Ketika dia berteriak sebelumnya, aku mengharapkan dia akan menjadi histeris berusaha menghentikan kami—

Tapi dia jauh lebih tenang dari yang kubayangkan.

“…Hah.”

Lalu, saat Emily mulai operasi, terdesak oleh waktu—

Kult yang telah mengamati semuanya tanpa suara hingga saat itu mengeluarkan tawa pahit.

“Apakah kau benar-benar berpikir ini akan mengubah apa pun? Johan, apa yang kau pikir aku lakukan selama ini?”

“Bukan berarti aku… ingin Helena mati begitu saja.”

“Aku tahu.”

Ketika aku pertama kali memasuki ruangan, Kult telah memegang tangan Helena.

Itu adalah tindakan yang terlalu bodoh untuk dianggap sebagai rasa bersalah atau ikatan yang tersisa.

Cahaya ilahi yang memenuhi ruangan itu begitu bersinar, aku bisa merasakannya dari luar pintu.

Kult telah mencoba menyembuhkannya.

Dia telah menuangkan kekuatan ilahi ke dalam tubuhnya, dengan putus asa berusaha menyelamatkan gadis yang jantungnya telah dia cabut sendiri—

Dia dibebani oleh penyesalan yang tidak bisa dia lepaskan.

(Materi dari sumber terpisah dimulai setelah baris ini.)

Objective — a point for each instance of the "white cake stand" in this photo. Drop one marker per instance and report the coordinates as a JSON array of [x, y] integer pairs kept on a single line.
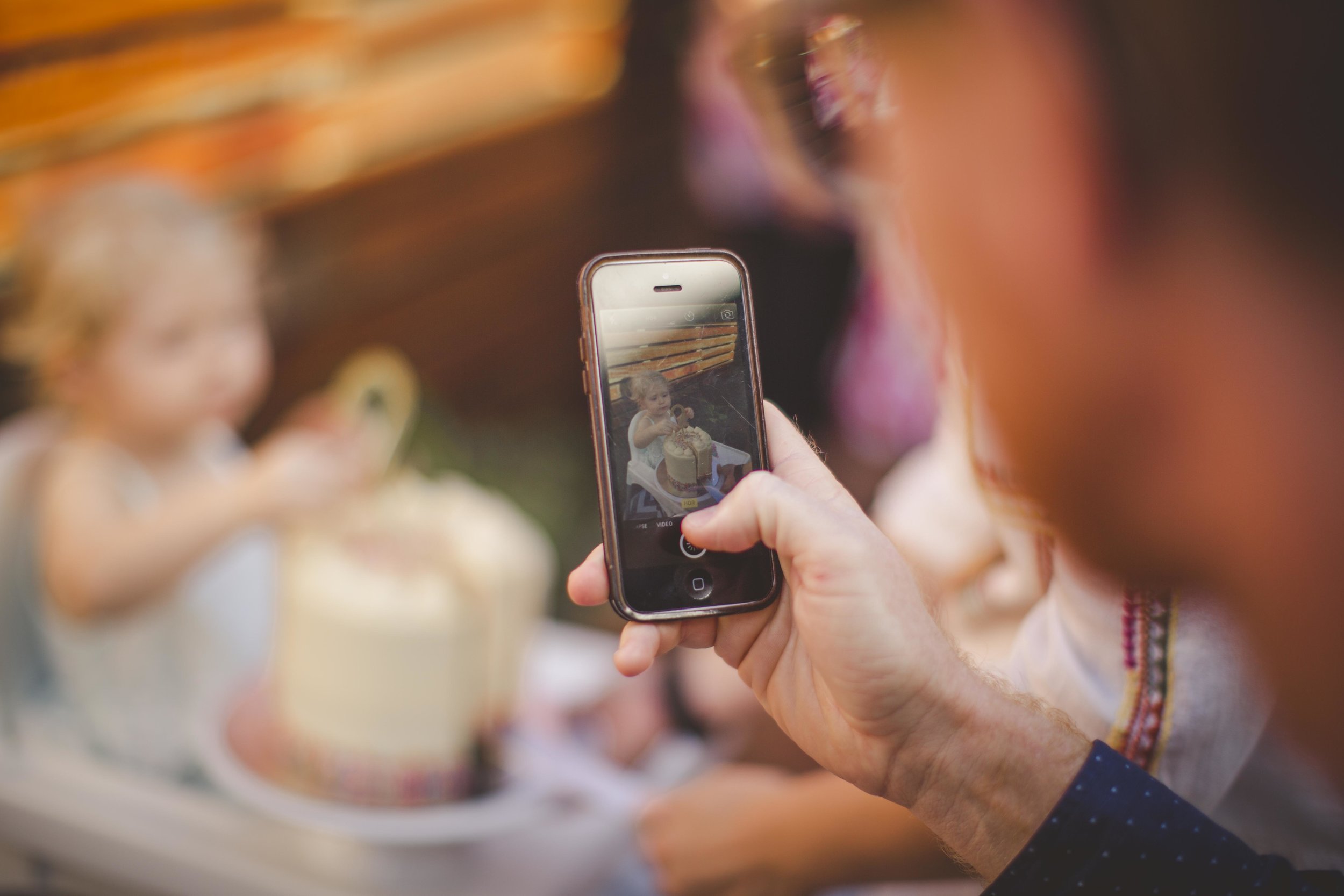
[[515, 804]]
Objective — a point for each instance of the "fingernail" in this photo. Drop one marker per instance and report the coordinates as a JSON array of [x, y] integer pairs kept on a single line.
[[703, 516]]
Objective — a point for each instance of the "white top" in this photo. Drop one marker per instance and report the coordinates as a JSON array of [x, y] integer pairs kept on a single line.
[[1222, 752], [652, 453], [133, 683]]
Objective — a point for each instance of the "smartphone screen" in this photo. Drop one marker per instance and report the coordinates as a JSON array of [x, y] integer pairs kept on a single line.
[[678, 415]]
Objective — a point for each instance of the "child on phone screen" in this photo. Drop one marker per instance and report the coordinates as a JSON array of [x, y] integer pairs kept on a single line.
[[143, 327], [654, 421]]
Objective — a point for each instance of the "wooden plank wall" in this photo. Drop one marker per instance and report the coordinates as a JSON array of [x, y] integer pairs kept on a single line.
[[675, 353]]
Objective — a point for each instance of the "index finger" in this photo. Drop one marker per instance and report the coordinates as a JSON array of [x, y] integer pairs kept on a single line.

“Apakah kau tahu apa sebenarnya kekuatan ilahi itu? Kau tidak akan sebodoh berpikir bahwa itu hanya untuk penyembuhan dan perlindungan, bukan?”

“…Ya.”

“Kekuatan ilahi adalah kesempurnaan.”

Kemampuan untuk mengembalikan makhluk hidup dan benda ke keadaan asli dan utuh.

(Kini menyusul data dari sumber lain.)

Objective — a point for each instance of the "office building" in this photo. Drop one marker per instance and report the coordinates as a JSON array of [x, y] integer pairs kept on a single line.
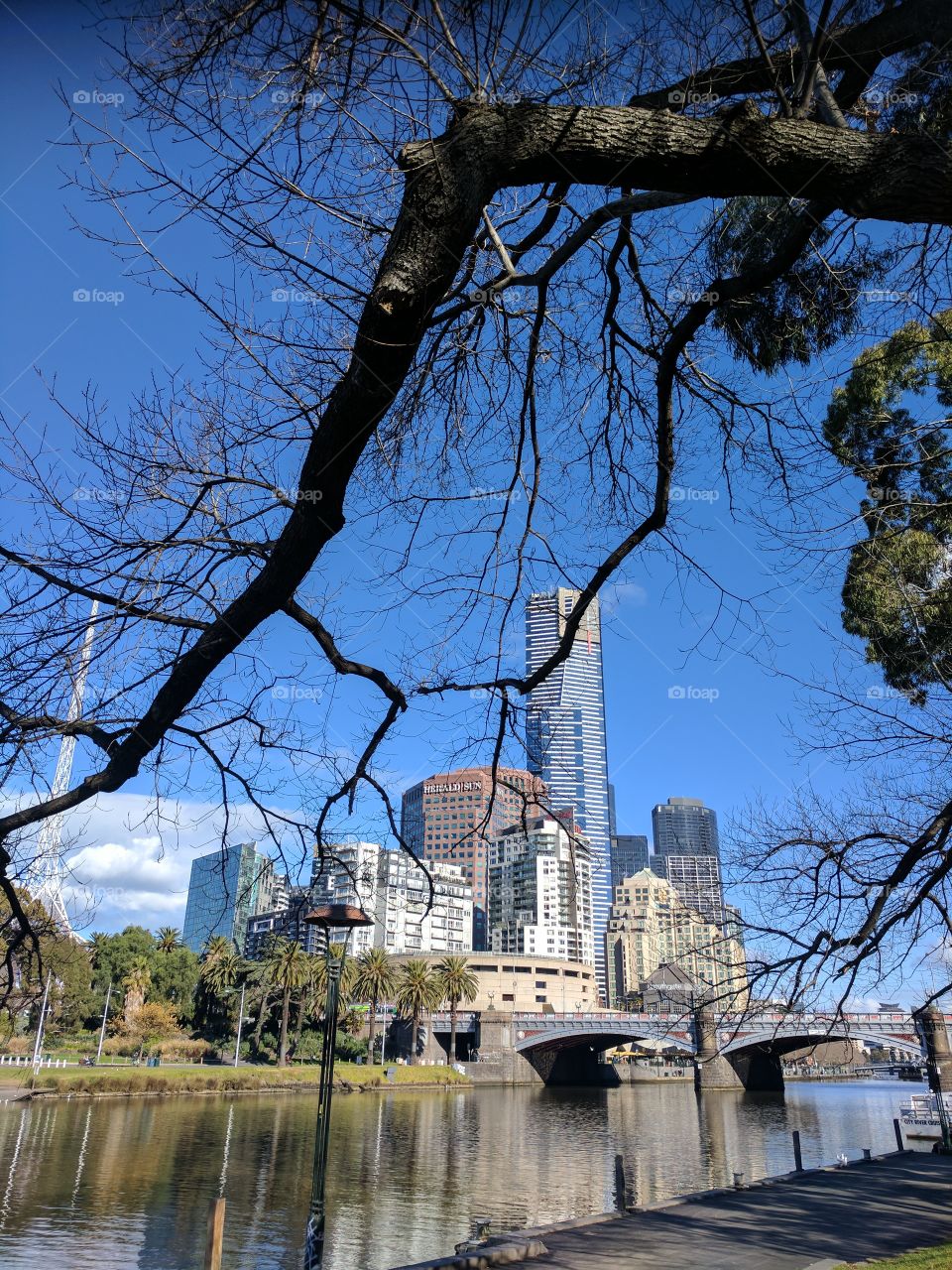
[[652, 928], [688, 853], [421, 911], [565, 734], [345, 873], [453, 816], [630, 855], [226, 888], [697, 879], [539, 893], [285, 922], [527, 983], [684, 826]]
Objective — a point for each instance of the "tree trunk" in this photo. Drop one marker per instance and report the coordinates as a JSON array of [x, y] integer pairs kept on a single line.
[[284, 1038], [371, 1030], [259, 1025], [414, 1038]]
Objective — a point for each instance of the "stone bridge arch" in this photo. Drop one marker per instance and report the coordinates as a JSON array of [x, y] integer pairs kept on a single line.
[[569, 1056]]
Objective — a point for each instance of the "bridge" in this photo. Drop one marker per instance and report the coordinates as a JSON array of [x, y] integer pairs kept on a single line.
[[730, 1051]]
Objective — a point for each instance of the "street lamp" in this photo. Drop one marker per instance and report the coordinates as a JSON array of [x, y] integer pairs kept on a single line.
[[330, 917]]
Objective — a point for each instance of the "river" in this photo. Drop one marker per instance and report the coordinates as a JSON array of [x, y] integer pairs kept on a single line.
[[126, 1183]]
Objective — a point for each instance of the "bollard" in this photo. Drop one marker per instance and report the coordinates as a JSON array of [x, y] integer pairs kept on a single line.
[[216, 1232]]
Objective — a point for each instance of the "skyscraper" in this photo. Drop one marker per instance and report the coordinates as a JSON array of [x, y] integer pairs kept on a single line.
[[539, 893], [630, 855], [685, 826], [688, 853], [225, 890], [565, 735], [453, 816]]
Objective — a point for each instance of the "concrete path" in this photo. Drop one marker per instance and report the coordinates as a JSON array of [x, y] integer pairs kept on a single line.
[[828, 1216], [814, 1220]]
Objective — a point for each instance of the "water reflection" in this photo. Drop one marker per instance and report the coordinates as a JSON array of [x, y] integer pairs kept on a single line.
[[127, 1184]]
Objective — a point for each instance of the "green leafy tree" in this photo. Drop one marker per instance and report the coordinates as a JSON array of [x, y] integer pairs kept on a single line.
[[375, 980], [416, 993], [287, 969], [136, 984], [175, 979], [168, 939], [883, 425], [456, 983]]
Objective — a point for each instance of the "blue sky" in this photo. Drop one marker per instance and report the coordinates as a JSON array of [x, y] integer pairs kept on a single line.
[[685, 715]]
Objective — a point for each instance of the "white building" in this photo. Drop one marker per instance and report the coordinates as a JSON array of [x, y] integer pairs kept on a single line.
[[413, 919], [348, 875], [539, 893]]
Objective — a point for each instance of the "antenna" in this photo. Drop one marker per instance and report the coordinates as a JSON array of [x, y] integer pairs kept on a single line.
[[46, 874]]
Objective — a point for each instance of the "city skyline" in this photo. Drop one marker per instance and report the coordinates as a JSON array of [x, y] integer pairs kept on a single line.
[[566, 739]]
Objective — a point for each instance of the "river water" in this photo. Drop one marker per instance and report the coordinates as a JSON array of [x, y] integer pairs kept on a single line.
[[126, 1183]]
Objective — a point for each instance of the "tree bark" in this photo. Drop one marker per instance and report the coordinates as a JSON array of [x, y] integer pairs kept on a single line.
[[284, 1038]]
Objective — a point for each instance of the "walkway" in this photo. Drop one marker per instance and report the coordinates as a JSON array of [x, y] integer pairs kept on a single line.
[[817, 1220]]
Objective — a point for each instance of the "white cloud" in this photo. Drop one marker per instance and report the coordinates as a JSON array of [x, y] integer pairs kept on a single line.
[[128, 856]]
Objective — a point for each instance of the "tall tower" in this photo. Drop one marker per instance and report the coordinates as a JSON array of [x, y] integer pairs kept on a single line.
[[688, 853], [565, 735], [46, 874]]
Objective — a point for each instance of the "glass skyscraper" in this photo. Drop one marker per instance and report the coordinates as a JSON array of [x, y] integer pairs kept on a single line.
[[565, 735], [225, 890], [688, 853]]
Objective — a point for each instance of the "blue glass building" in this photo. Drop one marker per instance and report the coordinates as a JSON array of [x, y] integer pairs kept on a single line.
[[565, 735], [225, 890]]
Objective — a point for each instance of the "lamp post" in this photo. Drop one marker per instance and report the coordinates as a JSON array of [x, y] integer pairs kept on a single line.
[[330, 917]]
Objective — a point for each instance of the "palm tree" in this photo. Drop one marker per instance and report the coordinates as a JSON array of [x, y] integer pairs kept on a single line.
[[417, 992], [169, 939], [98, 944], [375, 980], [456, 983], [287, 969], [136, 984]]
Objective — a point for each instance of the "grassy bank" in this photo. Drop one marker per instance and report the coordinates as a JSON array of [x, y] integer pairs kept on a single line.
[[927, 1259], [211, 1080]]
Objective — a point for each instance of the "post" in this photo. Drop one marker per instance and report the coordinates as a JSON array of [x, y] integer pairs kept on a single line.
[[241, 1014], [105, 1015], [216, 1232], [37, 1047], [313, 1239]]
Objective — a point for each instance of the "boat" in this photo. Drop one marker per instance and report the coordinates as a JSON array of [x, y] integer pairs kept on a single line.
[[919, 1116]]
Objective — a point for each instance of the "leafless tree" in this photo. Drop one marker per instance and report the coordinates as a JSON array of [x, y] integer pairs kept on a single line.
[[483, 264]]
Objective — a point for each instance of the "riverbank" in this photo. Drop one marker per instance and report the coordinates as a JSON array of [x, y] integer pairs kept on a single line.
[[137, 1080], [825, 1216]]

Untuk kebanyakan orang, efeknya terbatas pada area kecil seperti menyembuhkan luka.

Tetapi bagi Nabi Kult, itu lebih dari itu.

Bahkan dengan Mata Nabi-nya, saluran kekuatan ilahi yang sangat besar, yang dicongkel—sifat dari kekuatan yang dia pegang tetap tidak berubah.

“Itulah bentuk ‘utuh’ Helena, sekarang setelah dia menyelesaikan perannya sebagai salas vault. Begitulah dia dirancang. Dan semakin banyak kekuatan ilahi yang kutuang ke dalam dirinya, semakin jelas kebenaran itu.”

Kult berbicara dengan ejekan diri yang pahit.

Dan itu bisa dimengerti. Lagi pula, dia adalah Kult, orang yang bahkan bisa menghidupkan kembali yang sekarat.

Tapi bahkan kekuatan ilahinya tidak bisa menyelamatkan Helena.

Tentu saja dia akan jatuh ke dalam keputusasaan.

Dan melalui hasil itu, aku mendapat kesadaran.

“Kult, kau bertindak seolah-olah tidak, tapi jauh di lubuk hatimu kau selalu memiliki iman buta terhadap kekuatan ilahi.”

Ada banyak cara dalam dunia ini. Tidak ada yang namanya kebenaran mutlak.

Faktanya, justru ketika kebenaran yang disebut itu dilanggar—

Bahwa orang-orang mendapatkan kesempatan untuk berkembang.

Sama seperti aku ketika menciptakan obat untuk Kutukan Varg dan Sindrom Transendensi yang dulunya dianggap tidak dapat disembuhkan.